22 de julho de 2005 • 06h29 • atualizado às 16h08
Fernandinho Beira-Mar chegou de helicóptero à carceragem da PF em Brasília Foto: Reuters
Fernandinho Beira-Mar chegou de helicóptero à carceragem da PF em Brasília
22 de julho de 2005
Foto: Reuters

O traficante Luiz Fernando da Costa, o Fernandinho Beira-Mar, foi transferido hoje, por volta das 11h45, do presídio de segurança máxima de Presidente Bernardes, no interior de São Paulo, para a carceragem da Polícia Federal em Brasília, informou a assessoria de imprensa da Superintendência Regional do DF.

Segundo a assessoria, a transferência é em caráter provisório, enquanto o governo decide o destino do traficante, que deve ir para outro presídio de segurança máxima.

Nesta sexta-feira, venceu o prazo dado pela Justiça para que Beira-Mar deixasse a prisão de Presidente Bernardes, onde estava detido desde 2003.

O Ministério da Justiça não descarta a hipótese de transferir o traficante, no fim do ano, para um dos presídios federais de segurança máxima. Dois deles serão inaugurados em dezembro, um em Catanduvas (PR) e outro em Campo Grande (MS). Em 2006, outros três serão concluídos.

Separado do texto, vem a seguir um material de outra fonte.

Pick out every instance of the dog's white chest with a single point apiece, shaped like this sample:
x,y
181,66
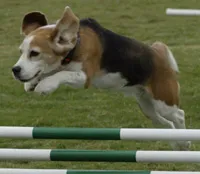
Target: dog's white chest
x,y
109,80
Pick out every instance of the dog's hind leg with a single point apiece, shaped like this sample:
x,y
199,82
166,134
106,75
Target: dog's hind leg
x,y
161,115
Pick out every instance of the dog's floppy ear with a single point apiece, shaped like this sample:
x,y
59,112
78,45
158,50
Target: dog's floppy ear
x,y
32,21
64,36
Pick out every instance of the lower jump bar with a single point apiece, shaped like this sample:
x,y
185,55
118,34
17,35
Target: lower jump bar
x,y
99,155
55,171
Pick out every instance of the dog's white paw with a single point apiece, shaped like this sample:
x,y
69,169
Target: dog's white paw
x,y
30,86
46,86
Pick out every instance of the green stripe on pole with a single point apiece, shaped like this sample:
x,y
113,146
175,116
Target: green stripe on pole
x,y
76,133
106,172
93,155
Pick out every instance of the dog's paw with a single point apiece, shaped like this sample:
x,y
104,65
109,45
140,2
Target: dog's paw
x,y
30,86
46,86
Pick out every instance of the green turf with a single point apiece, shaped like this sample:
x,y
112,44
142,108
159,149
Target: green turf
x,y
142,19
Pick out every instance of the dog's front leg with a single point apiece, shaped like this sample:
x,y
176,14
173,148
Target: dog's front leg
x,y
51,83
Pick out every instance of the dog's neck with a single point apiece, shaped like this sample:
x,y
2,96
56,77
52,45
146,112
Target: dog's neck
x,y
69,57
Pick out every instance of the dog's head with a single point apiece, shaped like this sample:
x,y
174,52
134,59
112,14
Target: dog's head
x,y
44,46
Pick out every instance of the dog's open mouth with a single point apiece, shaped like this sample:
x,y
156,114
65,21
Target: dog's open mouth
x,y
27,80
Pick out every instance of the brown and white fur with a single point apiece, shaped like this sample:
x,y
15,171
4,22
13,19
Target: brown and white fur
x,y
149,73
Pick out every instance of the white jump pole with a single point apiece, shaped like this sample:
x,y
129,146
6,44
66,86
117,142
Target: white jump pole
x,y
183,12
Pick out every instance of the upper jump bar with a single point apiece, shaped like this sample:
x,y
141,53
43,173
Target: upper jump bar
x,y
100,133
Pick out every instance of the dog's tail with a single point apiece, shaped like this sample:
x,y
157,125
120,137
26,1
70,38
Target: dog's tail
x,y
161,47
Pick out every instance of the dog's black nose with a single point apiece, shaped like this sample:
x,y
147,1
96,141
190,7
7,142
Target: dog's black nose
x,y
16,70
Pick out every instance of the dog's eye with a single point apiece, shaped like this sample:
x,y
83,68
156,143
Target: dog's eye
x,y
34,53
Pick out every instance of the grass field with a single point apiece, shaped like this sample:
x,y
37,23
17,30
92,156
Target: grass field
x,y
142,19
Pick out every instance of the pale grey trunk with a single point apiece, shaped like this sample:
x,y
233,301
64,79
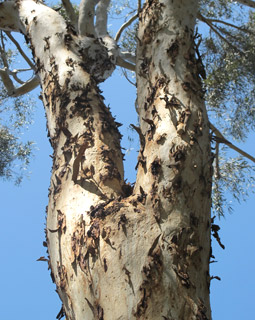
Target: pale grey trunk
x,y
114,255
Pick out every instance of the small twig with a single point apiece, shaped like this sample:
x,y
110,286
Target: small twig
x,y
86,18
70,12
202,18
248,3
215,30
220,139
124,26
3,52
217,166
126,76
27,86
29,62
139,6
122,63
101,17
128,56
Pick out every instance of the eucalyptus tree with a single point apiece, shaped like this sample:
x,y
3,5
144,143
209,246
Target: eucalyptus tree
x,y
141,252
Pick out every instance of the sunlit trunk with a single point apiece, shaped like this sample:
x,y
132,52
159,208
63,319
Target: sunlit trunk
x,y
117,253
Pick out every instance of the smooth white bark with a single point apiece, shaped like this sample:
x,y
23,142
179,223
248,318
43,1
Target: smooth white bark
x,y
115,254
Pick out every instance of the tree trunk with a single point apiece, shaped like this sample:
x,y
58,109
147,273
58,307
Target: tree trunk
x,y
117,253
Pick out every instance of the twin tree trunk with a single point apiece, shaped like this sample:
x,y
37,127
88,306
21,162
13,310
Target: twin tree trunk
x,y
117,253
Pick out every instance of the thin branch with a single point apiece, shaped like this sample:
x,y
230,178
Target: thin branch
x,y
27,87
70,12
126,76
128,56
202,18
215,30
4,74
220,139
101,17
124,26
122,63
248,3
217,165
86,18
3,52
14,72
29,62
139,6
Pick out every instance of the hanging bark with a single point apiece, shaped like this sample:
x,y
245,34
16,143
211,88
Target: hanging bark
x,y
117,253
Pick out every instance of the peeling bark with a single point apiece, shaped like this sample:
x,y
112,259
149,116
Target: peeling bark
x,y
114,252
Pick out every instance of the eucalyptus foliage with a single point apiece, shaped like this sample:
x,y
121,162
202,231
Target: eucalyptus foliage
x,y
15,117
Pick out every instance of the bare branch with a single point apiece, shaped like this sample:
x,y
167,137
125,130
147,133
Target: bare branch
x,y
139,6
217,165
124,26
14,72
86,18
4,74
122,63
70,12
220,139
29,62
202,18
3,52
216,30
27,87
101,17
9,20
128,56
248,3
24,88
126,76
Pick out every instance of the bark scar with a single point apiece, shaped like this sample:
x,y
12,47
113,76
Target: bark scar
x,y
77,161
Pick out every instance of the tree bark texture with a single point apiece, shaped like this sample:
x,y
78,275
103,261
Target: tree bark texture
x,y
117,253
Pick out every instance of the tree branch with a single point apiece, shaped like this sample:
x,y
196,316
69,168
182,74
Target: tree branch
x,y
29,62
128,56
23,89
70,12
124,26
27,87
101,17
215,30
202,18
10,20
248,3
221,139
122,63
86,18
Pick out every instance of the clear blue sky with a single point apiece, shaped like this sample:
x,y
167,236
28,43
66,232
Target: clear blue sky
x,y
26,289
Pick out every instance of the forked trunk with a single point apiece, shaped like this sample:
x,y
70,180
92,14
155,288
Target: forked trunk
x,y
117,253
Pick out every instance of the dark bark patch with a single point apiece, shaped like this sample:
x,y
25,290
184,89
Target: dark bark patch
x,y
99,313
173,51
201,312
62,274
61,313
142,304
122,223
156,167
142,196
105,265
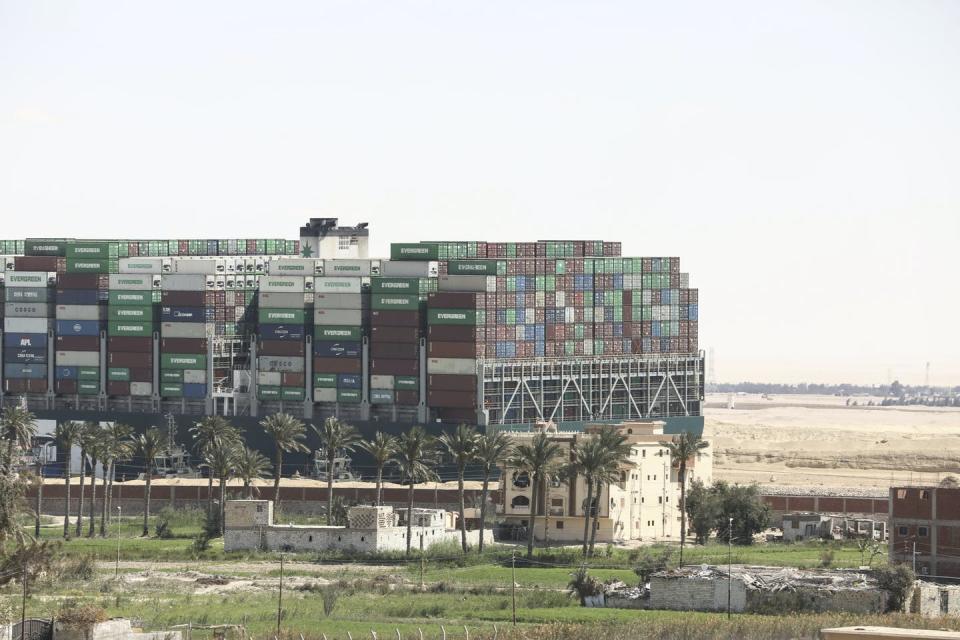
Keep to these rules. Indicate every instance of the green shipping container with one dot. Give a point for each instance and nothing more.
(292, 393)
(406, 382)
(136, 329)
(452, 316)
(325, 380)
(268, 393)
(338, 332)
(123, 313)
(183, 361)
(395, 285)
(132, 298)
(472, 268)
(88, 387)
(414, 251)
(171, 376)
(171, 389)
(393, 301)
(348, 395)
(282, 316)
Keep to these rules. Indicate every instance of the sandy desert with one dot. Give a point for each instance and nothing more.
(818, 442)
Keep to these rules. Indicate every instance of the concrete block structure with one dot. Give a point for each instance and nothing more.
(925, 529)
(643, 505)
(249, 525)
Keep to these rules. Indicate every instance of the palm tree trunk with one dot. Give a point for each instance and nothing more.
(409, 515)
(276, 479)
(93, 496)
(66, 508)
(83, 473)
(588, 510)
(533, 516)
(483, 506)
(329, 490)
(463, 520)
(596, 518)
(146, 501)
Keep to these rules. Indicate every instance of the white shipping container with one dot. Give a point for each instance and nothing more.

Para autorizar a operação prevista para hoje, o secretário da Administração Penitenciária, Nagashi Furukawa, exigiu que os nomes dos integrantes da equipe da PF sejam fornecidos pelo ministério ao presídio com antecedência, a fim de evitar a possibilidade de um resgate por falsos agentes.

São Paulo
Beira-Mar chegou a São Paulo em 2003 e sua permanência, que devia ser temporária, transformou-se numa novela. Este mês, pela segunda vez, a Vara das Execuções Criminais de São Paulo determinou sua retirada da penitenciária de Presidente Bernardes, onde os detentos são submetidos ao regime disciplinar diferenciado (RDD).

O motivo da decisão é que se esgotou o prazo legal para manter Beira-Mar no presídio. Segundo a lei do RDD, os presos só podem ficar até 360 dias cumprindo pena nesse regime, que limita banhos de sol, contatos com outros detentos e o número de visitantes, além de vedar visitas íntimas e o acesso à TV e rádio. O prazo só pode ser renovado se houver falta grave.

De tão rígido, o RDD fez Beira-Mar ser flagrado por agentes prisionais falando com mariposas. O traficante é mantido sem contato com outros presos. Ele toma banho de sol quatro horas por semana. Sua cela é aberta, mas antes de sair ele tem de se despir para ser revistado. Vai, então, para o pátio escoltado por agentes com cães pitbull e rottweiler.

Beira-Mar está em Bernardes porque Alckmin fez um favor ao governo federal e recebeu o traficante, cabeça de uma rebelião que destruiu o presídio de Bangu 1, no Rio de janeiro, em 2002. Recentemente, o governo fluminense conseguiu liminar para impedir a volta do bandido.

O problema é que Beira-Mar usou a longa estadia em São Paulo para estreitar os laços de sua facção, o Comando Vermelho, com o Primeiro Comando da Capital (PCC). É que no presídio de Bernardes está detida boa parte da cúpula do PCC. A aproximação entre os grupos ficou demonstrada nas investigações sobre o narcotráfico na Baixada Santista, que levaram à prisão Ronaldo Duarte Barsotti de Freitas, o Naldinho.